The money will be distributed by the Maryland Department of Health.
Baltimore, Md (KM) Non-profit organizations around the state which work with military veterans and their families experiencing mental health or substance use disorders are invited to apply for matching grants from the Maryland Department of Health. The agency has received $2.4-million from the Sheila E. Hixson Behavioral Health Services Matching Grant Program for Service Members, and Veterans. “And it’s a competitive matching grant program for local non-profit organizations to establish or expand community behavioral health program to serve the needs of our service members and our family members,” says Joy Ashcraft, the Director of Maryland’s Commitment to Veterans which is part of the State Health Department.
She says a number of veterans experience post-traumatic stress disorder, and not all of them were deployed with their units or experienced combat. “Those who have served statewide can also acquire PTS symptoms because of traumatic events that they’ve witnessed stateside, including military sexual trauma or supporting remotely,”: says Ashcraft.

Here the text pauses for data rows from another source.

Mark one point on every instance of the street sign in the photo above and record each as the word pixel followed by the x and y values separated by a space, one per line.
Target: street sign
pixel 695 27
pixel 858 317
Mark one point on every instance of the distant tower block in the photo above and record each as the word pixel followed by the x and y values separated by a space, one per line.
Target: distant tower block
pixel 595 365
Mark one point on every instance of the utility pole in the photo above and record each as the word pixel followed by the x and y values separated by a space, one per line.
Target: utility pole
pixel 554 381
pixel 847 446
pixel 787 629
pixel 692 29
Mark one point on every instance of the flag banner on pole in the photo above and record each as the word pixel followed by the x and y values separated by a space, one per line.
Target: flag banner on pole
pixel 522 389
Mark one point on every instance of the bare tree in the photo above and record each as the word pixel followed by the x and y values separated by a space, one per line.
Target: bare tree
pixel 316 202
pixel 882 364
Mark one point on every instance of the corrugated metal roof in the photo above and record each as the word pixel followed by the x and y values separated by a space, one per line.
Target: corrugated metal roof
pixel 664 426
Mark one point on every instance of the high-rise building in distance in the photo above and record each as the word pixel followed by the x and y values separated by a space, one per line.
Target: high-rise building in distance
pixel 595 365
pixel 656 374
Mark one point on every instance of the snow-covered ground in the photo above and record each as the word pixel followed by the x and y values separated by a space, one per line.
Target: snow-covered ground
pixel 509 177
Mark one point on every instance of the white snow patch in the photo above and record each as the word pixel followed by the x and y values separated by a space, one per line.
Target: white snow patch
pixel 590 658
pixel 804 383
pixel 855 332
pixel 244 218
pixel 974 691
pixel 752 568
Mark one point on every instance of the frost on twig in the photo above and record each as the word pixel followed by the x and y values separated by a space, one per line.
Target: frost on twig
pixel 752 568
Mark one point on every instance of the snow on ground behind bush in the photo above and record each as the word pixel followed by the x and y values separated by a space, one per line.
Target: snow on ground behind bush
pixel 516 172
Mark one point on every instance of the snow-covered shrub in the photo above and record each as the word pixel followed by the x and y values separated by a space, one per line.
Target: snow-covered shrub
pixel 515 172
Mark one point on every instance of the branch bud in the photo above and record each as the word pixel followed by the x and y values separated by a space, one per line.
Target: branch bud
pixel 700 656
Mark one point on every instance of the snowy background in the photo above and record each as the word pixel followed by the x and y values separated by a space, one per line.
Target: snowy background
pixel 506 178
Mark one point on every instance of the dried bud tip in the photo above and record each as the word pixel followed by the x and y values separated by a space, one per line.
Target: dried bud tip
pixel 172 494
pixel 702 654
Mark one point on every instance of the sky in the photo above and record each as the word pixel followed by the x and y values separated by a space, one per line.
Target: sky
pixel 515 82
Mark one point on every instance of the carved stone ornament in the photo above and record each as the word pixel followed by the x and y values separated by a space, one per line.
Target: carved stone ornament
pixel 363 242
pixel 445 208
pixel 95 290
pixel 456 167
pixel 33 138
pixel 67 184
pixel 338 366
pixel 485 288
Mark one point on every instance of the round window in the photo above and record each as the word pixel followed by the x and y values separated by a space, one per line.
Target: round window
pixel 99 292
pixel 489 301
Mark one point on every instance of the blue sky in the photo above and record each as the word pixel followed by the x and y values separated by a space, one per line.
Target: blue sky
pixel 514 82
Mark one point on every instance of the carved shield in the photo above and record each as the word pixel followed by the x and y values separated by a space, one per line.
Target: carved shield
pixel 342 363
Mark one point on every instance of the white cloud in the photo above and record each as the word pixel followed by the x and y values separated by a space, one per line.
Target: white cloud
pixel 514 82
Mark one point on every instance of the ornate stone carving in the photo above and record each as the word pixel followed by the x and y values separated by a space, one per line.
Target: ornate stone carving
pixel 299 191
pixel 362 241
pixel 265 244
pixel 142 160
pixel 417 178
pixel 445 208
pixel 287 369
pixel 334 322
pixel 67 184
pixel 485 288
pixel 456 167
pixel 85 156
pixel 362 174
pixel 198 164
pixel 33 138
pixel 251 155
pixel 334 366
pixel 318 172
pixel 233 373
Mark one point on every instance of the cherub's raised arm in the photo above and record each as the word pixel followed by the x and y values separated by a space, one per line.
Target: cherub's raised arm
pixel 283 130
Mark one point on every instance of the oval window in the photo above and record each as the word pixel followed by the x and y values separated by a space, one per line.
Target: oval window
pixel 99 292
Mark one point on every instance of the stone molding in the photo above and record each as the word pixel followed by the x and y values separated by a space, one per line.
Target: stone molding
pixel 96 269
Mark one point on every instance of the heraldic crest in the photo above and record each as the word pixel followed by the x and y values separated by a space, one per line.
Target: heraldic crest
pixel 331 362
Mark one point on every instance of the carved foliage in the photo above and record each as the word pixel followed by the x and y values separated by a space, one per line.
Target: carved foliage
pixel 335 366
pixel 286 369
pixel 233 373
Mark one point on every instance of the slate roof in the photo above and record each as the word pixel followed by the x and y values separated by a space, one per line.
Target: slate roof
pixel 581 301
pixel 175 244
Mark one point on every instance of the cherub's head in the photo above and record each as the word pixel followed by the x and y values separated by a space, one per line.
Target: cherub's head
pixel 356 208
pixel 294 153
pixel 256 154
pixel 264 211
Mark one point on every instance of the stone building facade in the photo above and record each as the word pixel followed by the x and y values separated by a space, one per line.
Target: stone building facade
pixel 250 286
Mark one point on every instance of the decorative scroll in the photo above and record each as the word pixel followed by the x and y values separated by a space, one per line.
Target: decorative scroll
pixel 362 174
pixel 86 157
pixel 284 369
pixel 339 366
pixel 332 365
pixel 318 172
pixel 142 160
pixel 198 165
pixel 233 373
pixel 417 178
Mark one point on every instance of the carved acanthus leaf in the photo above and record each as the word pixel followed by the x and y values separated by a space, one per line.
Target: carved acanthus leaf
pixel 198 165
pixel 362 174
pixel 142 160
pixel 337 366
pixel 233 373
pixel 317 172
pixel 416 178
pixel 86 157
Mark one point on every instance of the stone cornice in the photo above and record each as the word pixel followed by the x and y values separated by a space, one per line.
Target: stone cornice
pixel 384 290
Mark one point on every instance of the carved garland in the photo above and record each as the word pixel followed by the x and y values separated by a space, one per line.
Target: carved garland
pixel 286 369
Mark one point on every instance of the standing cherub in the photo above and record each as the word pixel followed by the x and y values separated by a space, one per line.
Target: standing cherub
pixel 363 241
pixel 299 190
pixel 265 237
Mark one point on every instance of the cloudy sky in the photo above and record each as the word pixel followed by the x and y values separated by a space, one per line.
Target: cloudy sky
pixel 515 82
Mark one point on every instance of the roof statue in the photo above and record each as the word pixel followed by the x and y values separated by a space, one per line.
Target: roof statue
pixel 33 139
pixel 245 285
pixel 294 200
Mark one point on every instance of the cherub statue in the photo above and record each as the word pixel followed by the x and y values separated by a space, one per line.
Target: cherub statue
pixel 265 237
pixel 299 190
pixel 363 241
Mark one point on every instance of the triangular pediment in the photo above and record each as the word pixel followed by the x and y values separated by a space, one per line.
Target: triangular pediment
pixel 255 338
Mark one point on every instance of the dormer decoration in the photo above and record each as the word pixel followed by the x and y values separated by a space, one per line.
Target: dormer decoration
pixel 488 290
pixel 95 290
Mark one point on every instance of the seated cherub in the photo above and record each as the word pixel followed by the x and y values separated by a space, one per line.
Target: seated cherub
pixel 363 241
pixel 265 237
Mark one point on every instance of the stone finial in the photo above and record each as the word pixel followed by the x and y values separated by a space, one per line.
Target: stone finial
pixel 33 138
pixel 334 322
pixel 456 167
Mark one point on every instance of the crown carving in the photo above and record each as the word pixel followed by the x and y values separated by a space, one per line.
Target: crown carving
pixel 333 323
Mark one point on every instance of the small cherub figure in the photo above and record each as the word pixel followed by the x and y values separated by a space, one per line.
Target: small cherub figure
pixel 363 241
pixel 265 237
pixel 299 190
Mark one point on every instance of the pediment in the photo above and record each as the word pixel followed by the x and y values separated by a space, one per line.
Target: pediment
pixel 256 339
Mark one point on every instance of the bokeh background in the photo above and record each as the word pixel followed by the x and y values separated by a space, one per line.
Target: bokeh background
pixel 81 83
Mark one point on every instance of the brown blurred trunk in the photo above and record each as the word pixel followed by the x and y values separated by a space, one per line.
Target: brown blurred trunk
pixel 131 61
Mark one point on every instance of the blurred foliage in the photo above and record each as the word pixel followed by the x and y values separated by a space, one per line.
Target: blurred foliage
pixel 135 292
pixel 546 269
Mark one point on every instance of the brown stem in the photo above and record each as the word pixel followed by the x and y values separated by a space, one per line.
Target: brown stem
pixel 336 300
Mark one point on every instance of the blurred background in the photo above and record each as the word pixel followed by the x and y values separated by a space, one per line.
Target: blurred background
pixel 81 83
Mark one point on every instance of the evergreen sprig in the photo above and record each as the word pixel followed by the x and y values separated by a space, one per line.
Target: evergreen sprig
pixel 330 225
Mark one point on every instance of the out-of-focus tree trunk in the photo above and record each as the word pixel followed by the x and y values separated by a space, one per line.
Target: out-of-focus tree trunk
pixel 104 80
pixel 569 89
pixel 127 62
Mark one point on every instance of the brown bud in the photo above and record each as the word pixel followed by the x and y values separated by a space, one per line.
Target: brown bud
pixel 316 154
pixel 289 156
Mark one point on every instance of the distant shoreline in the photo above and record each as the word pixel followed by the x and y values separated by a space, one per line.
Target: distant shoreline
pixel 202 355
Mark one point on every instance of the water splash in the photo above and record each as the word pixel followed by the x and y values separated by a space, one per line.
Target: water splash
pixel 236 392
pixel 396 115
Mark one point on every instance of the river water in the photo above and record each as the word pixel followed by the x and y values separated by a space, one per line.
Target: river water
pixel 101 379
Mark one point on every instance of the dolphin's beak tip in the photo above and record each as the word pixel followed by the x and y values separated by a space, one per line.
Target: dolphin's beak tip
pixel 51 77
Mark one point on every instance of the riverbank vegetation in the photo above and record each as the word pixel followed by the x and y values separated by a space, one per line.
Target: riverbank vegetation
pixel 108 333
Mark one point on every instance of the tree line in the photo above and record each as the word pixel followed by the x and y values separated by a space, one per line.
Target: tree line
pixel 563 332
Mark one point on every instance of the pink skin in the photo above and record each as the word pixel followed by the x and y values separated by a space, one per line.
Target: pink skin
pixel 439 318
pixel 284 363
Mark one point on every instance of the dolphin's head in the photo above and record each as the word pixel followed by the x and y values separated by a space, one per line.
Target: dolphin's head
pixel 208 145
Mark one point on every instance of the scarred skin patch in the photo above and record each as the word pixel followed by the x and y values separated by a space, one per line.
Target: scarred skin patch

In some instances, she says there’s often a stigma of asking for help among veterans and uniformed service members. “There’s misunderstanding of ‘will I lose my security clearance if I seek care,’ or ‘will my leadership hold this against me?’ So there’s a lot of concern around that,”: says Ashcraft.
She says the top brass in the military and veterans agencies are encouraging uniformed personnel and veterans to seek the help they need for mental health or substance use disorders.
But Ashcraft says these men and women would like to speak with counselors who understand the challenges of serving in the military. “Base understanding of military culture, veterans culture. What it means to be a spouse or child of someone serving in the uniformed services,” she says.
Any local non-profit interested in applying for these grants can go on line to find out more information (health.maryland.gov/bha/veterans). The application deadline is November 6th. Ashcraft says award letters are expected to go during the first of the year 2024.
The successful applicant will be able to provide services such as screening for mental health, substance use or co-occurring disorders. They can also provide case management, certified peer recovery specialists and the use of telehealth. The delivery service must be trauma informed, culturally competent, client centered and evidence based, according to the Maryland Department of Health.